To David this angelic companionship was no impossible hope and reliance. As the south winds drove him north and the west winds sent him east just at the proper times, he believed that some wise and powerful pilot stood at the wheel unseen; and he went about his boat with the cheerful confidence of a child who is sure his father can take care of him. Sometimes he kept so close to the shore that he rippled the shadows of the great cliffs, and sometimes he ran into little coves and replenished his water-casks, or bought in the seaward clachans a supply of fresh cakes or fish. He met no very bad weather. The unutterable desolation of the misty miles of sullen water did give him times of such weariness as makes the soul sink back upon itself and retire from all hope and affection. But such hours were evanescent; they were usually ended by a brisk wind, bringing peril to the little bark, and then David's first instinct was heavenward. He knew if the winds and waves rose mightily, as it was their wont in that locality, there was no human help, and his trust was instantly in the miraculous. Such hours were, however, rare. As a general thing the days and the nights followed each other with a stillness and beauty full of the presence of God. And in the sweetness of this presence he threw himself unperplexed upon infinite love and power, and seeking God with all his heart found him.
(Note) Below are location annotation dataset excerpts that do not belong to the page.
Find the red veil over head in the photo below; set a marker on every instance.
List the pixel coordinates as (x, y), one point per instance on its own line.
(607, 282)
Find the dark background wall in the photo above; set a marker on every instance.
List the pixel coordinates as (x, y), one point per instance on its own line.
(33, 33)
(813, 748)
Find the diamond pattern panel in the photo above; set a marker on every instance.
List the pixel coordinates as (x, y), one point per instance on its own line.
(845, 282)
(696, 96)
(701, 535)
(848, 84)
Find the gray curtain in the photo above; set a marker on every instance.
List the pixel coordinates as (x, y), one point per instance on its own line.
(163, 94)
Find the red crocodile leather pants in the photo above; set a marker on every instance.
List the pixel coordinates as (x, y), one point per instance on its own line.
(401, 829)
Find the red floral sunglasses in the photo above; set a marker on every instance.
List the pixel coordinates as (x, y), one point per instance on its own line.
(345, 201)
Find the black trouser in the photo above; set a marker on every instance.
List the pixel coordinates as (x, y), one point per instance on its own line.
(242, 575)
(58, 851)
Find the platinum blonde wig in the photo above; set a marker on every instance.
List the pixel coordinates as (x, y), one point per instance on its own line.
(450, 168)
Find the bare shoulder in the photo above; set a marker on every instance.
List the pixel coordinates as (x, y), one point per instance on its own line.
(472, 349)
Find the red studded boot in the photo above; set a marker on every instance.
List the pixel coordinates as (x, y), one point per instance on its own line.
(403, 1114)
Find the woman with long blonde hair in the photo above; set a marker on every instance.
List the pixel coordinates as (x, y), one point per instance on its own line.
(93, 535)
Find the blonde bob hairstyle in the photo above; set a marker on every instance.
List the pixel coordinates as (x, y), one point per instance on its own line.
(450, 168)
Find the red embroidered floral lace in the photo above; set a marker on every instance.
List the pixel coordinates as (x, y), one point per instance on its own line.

Also, he was not forgetful of the human interest of his journey. His father had always felt himself to be a stranger and an exile in Skye, and in his later years the "homing" instinct for the Shetlands had been a passionate longing, which had communicated itself to David. He had been glad to leave Uig, for he had not a single happy memory of the little hut in which they two had dwelt and suffered together. As for the bleak kirkyard, over which the great winds blew the sea-foam, it made his heart ache to remember it. He felt an unspeakable pity when he thought of one of its solitary graves, and he promised himself to sail back to Uig some day, and bring home the dust of his father, and lay it among his kindred.

Indeed, it was thoughts of home and kindred which made this long, lonely voyage happy and hopeful to David. He believed himself to be going home. Though his father at the last had not spoken much of his cousin Paul Borson, and though David had not found the letter which was to be his introduction to him, yet he had not a doubt of his welcome. Time might wither friendship and slay love, but his kindred were always his kindred; they were bound to him by the ineffaceable and imperishable ties of blood and race.

David approached Lerwick in that divine twilight which in the Shetland summer links day unto day; and in its glory the ancient homes of gray and white sandstone appeared splendid habitations. The town was very quiet; even the houses seemed to be asleep. He saw no living thing but a solitary sea-gull skimming the surface of the sea; he heard nothing but a drunken sailor fitfully singing a stave of "The Skaalds of Foula." The clear air, the serene seas, the tranquil grandeur of the caverned rocks which guard the lonely isles, charmed him. And when the sun rose and he saw their mural fronts of porphyry, carved by storms into ten thousand castles in the air, and cloud-like palaces still more fantastic, he felt his heart glow for the land of his birth and the home of his forefathers.

To the tumult of almost impossible hopes, he brought in his little craft. He had felt certain that his appearance would awaken at once interest and speculation; that Paul Borson would hear of his arrival and come running to meet him; that his father's old friends, catching the news, would stop him on the quay and the street, and ask him questions and give him welcome. He had also told himself that it was likely his father's cousin would have sons and daughters, and if so, that they would certainly be glad to see him; besides which there was his mother's family--the old Icelandic Sabistons. He was resolved to seek them all out, rich or poor, far or near; in his heart there was love enough and to spare, however distant the kinship might be.